What is hemolytic uremic syndrome?

Hemolytic uremic syndrome, or HUS, is a medical condition that affects the smallest blood vessels in different organs causing them to be blocked. This leads to destruction of red blood cells (hemolytic anemia) and reduction in the clotting cells called platelets (thrombocytopenia). Organs most commonly affected include the kidneys (kidney failure) and the brain (confusion, seizures).

HUS was previously grouped with another diagnosis called thrombocytopenic thrombotic purpura (TTP) and referred to as “HUS/TTP” because they had similar symptoms. However, it is now known that they are separate diseases and should not be confused. The term “HUS” is not reserved for the process described below when it is caused by an infection of the GI tract with E coli. Other causes of this presentation are referred to as “atypical” HUS, and make up less than 10% of cases.

Hemolytic uremic syndrome is a common cause of acute kidney injury in children.

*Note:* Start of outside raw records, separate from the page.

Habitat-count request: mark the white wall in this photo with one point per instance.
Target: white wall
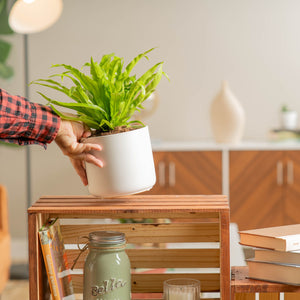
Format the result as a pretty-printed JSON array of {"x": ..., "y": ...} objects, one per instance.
[{"x": 254, "y": 44}]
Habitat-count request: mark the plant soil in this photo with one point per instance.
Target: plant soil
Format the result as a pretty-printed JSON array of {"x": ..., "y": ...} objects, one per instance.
[{"x": 118, "y": 129}]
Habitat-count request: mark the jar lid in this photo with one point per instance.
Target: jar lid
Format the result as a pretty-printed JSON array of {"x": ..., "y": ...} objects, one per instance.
[{"x": 107, "y": 237}]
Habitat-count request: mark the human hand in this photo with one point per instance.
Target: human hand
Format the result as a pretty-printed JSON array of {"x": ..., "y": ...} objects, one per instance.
[{"x": 67, "y": 139}]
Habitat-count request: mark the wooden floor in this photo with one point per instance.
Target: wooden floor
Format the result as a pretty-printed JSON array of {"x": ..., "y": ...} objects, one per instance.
[{"x": 16, "y": 290}]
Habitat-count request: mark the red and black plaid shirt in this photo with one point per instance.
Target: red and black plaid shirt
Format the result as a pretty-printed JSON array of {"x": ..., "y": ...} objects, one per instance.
[{"x": 23, "y": 122}]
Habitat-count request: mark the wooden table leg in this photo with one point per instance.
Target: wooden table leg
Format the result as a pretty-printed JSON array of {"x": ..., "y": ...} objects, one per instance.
[{"x": 33, "y": 257}]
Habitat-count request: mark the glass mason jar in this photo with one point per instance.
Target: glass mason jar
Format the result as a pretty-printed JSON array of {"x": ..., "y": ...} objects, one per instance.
[{"x": 107, "y": 267}]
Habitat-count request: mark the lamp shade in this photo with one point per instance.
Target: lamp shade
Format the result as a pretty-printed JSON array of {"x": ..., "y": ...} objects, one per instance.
[{"x": 31, "y": 16}]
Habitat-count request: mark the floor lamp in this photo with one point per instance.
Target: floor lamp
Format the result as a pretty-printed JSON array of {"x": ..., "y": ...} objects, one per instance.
[{"x": 27, "y": 17}]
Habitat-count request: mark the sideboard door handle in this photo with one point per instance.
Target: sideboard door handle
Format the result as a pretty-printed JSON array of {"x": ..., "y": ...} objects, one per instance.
[
  {"x": 279, "y": 173},
  {"x": 161, "y": 173},
  {"x": 172, "y": 174},
  {"x": 290, "y": 172}
]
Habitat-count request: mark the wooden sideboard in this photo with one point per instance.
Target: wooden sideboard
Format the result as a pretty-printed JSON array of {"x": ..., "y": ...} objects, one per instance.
[{"x": 262, "y": 180}]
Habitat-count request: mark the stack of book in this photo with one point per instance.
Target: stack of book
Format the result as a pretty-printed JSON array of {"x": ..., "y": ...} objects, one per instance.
[{"x": 276, "y": 253}]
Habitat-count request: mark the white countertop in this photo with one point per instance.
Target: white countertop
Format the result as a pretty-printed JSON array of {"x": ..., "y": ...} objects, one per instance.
[{"x": 212, "y": 146}]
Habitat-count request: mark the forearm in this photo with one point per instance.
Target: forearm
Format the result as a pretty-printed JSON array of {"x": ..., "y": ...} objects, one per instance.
[{"x": 23, "y": 122}]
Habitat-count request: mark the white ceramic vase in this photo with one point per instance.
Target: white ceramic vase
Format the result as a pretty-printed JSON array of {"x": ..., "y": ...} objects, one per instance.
[
  {"x": 128, "y": 164},
  {"x": 289, "y": 120},
  {"x": 227, "y": 117}
]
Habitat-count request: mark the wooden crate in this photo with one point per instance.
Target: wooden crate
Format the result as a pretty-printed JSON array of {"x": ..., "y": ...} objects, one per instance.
[
  {"x": 243, "y": 288},
  {"x": 191, "y": 219}
]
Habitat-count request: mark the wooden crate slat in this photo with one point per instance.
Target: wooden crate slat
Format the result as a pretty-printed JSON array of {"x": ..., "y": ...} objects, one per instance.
[
  {"x": 140, "y": 203},
  {"x": 201, "y": 219},
  {"x": 150, "y": 233},
  {"x": 199, "y": 216},
  {"x": 162, "y": 258},
  {"x": 153, "y": 283}
]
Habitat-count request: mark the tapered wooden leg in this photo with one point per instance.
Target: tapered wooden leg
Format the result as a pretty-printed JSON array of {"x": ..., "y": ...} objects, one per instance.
[
  {"x": 33, "y": 257},
  {"x": 225, "y": 256}
]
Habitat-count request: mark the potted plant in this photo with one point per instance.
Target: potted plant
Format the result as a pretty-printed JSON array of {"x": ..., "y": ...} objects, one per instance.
[{"x": 105, "y": 101}]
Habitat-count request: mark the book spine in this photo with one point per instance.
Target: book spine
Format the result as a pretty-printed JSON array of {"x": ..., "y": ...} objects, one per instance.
[
  {"x": 292, "y": 242},
  {"x": 50, "y": 268}
]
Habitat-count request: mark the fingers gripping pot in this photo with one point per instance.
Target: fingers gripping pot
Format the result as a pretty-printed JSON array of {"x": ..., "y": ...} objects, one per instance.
[
  {"x": 107, "y": 267},
  {"x": 128, "y": 165}
]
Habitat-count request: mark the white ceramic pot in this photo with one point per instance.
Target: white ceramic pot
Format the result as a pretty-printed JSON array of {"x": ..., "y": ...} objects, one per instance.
[{"x": 128, "y": 164}]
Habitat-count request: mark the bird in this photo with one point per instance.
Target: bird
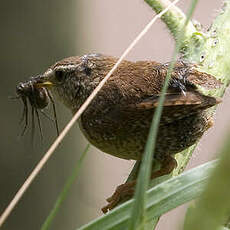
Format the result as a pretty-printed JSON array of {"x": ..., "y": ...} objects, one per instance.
[{"x": 118, "y": 119}]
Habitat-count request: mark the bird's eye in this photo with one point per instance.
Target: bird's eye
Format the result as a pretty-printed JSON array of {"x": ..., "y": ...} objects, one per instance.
[
  {"x": 59, "y": 75},
  {"x": 87, "y": 70}
]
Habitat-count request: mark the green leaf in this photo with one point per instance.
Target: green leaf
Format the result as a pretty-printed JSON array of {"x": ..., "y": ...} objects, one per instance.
[
  {"x": 213, "y": 206},
  {"x": 160, "y": 199},
  {"x": 137, "y": 221}
]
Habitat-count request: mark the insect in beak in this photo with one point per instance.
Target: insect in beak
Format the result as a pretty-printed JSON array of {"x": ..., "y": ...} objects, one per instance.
[{"x": 37, "y": 95}]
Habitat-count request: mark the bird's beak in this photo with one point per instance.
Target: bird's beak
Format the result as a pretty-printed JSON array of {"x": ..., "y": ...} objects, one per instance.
[{"x": 46, "y": 84}]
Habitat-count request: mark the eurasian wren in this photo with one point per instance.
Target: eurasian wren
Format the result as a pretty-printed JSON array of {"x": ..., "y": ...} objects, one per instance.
[{"x": 118, "y": 119}]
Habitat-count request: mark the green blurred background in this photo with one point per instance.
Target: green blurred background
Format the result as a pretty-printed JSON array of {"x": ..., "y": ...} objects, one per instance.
[{"x": 34, "y": 35}]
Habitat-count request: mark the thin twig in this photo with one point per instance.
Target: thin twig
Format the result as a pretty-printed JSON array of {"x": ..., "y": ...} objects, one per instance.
[{"x": 52, "y": 148}]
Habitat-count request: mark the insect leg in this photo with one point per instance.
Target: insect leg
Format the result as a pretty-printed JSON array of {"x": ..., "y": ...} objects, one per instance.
[
  {"x": 54, "y": 111},
  {"x": 24, "y": 115},
  {"x": 39, "y": 123}
]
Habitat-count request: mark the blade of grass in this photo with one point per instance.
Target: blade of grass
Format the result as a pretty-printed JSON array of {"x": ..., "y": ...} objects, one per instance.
[
  {"x": 137, "y": 220},
  {"x": 213, "y": 206},
  {"x": 65, "y": 191},
  {"x": 160, "y": 199}
]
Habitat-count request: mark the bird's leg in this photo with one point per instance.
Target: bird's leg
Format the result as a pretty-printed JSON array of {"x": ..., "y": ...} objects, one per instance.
[{"x": 126, "y": 191}]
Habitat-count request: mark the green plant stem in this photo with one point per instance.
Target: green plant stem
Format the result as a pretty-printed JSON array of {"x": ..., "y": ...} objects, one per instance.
[{"x": 65, "y": 191}]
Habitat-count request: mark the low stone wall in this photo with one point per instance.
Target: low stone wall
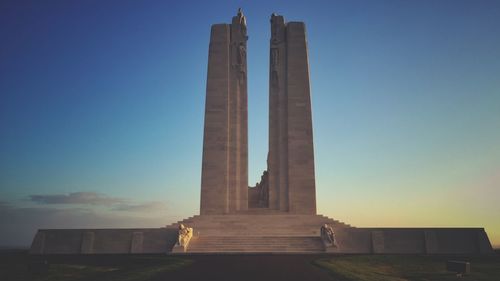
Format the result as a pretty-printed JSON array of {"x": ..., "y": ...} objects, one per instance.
[
  {"x": 413, "y": 241},
  {"x": 349, "y": 240},
  {"x": 104, "y": 241}
]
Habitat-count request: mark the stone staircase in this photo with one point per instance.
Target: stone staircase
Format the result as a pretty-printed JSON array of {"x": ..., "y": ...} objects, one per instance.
[{"x": 257, "y": 232}]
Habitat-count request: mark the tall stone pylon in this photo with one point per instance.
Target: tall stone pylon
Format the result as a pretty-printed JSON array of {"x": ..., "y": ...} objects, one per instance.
[
  {"x": 292, "y": 185},
  {"x": 224, "y": 179}
]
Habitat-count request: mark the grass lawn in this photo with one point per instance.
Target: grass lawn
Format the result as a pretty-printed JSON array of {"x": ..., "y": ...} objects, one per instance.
[
  {"x": 20, "y": 266},
  {"x": 408, "y": 267}
]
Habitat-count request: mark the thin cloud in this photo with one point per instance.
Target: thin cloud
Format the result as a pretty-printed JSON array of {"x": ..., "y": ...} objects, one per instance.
[
  {"x": 83, "y": 198},
  {"x": 142, "y": 207}
]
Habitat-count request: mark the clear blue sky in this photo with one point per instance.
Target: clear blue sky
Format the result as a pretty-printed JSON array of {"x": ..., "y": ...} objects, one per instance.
[{"x": 101, "y": 110}]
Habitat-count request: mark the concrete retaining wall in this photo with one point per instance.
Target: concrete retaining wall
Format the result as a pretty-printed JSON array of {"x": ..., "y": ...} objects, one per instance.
[{"x": 104, "y": 241}]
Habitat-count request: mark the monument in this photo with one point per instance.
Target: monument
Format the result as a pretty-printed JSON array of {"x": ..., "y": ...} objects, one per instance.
[
  {"x": 278, "y": 215},
  {"x": 289, "y": 183}
]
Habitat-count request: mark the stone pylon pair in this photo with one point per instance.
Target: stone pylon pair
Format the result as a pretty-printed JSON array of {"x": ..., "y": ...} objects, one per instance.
[{"x": 288, "y": 185}]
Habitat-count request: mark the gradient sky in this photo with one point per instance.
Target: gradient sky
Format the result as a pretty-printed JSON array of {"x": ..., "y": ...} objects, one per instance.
[{"x": 102, "y": 102}]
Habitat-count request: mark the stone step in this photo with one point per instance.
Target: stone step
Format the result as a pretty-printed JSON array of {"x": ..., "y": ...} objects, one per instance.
[{"x": 255, "y": 244}]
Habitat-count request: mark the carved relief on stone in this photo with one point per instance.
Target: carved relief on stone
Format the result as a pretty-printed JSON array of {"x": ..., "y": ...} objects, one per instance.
[
  {"x": 275, "y": 85},
  {"x": 185, "y": 234},
  {"x": 275, "y": 58},
  {"x": 328, "y": 236},
  {"x": 243, "y": 23}
]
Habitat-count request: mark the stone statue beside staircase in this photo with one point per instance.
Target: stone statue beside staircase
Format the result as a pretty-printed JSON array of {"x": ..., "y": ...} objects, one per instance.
[
  {"x": 184, "y": 236},
  {"x": 328, "y": 236}
]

Who is most at risk for hemolytic uremic syndrome?

Those who are more likely to develop hemolytic uremic syndrome are:

  • Children younger than five years old
  • Individuals who eat undercooked meat or unpasteurized milk
  • Individuals with direct contact with someone who has diarrhea due to one of the above infections

What causes hemolytic uremic syndrome?

Hemolytic uremic syndrome affects both children and adults who developed an infection of their digestive system by a specific strain of Escherichia coli (E. coli, O157:H7) that produces a chemical called shiga toxin or less commonly a strain of shigella called Shigella dysenteriae type 1. E. coli. Not all E. coli is toxic; in fact, there are types of _E. coli bacteria in the intestines that are good and actually help digestion. E. Coli O157:H7 _produces toxins in the intestines that cause diarrhea, travel into the bloodstream, destroy red blood cells, and damage the kidneys.

This toxic strain of E.coli enters the body when a child or adult eats spoiled, undercooked, or poorly processed foods, such as:

  • Undercooked meat (usually ground beef)
  • Milk or fruit juices that have not been pasteurized, a heating process to kill germs
  • Unwashed, contaminated raw fruits and vegetables

Not washing hands well after contact with farm animals and exposure to unclean water in swimming pools or lakes can also be a source of E. coli O157:H7 bacteria.

The diarrhea caused by these bacteria is severe and often bloody.

What are the symptoms of hemolytic uremic syndrome?

Symptoms of E. coli gastroenteritis are:

  • Diarrhea (usually bloody)
  • Fever
  • Stomach pain
  • Vomiting

Having diarrhea does not mean you have HUS. There are many causes of bloody diarrhea. But any cause of severe diarrhea (when you cannot stay hydrated or it lasts longer than three days) or any case of bloody diarrhea requires medical attention.

Those people who go on to develop HUS have other symptoms as well. Because the toxins being released in the intestine begin to destroy red blood cells, some people may appear pale and have less energy as the disease progresses. The decrease in red blood cells prevents the body from getting enough oxygen. As the clotting cells called platelets are used up, some people may find that they bruise very easily. Patients may also develop a fever during this process.

If the disease continues to progress and the damaged red blood cells clog the tissue in the kidneys, waste is unable to be filtered and eliminated from the body. This can ultimately lead to acute kidney injury, which has the following signs and symptoms:

  • Decreased urine output
  • Blood in the urine
  • Feeling sick from an increase in the blood toxin levels if this goes on for too long

If the blood vessels in the brain are involved, patients can become confused, sleepy or may even develop seizures.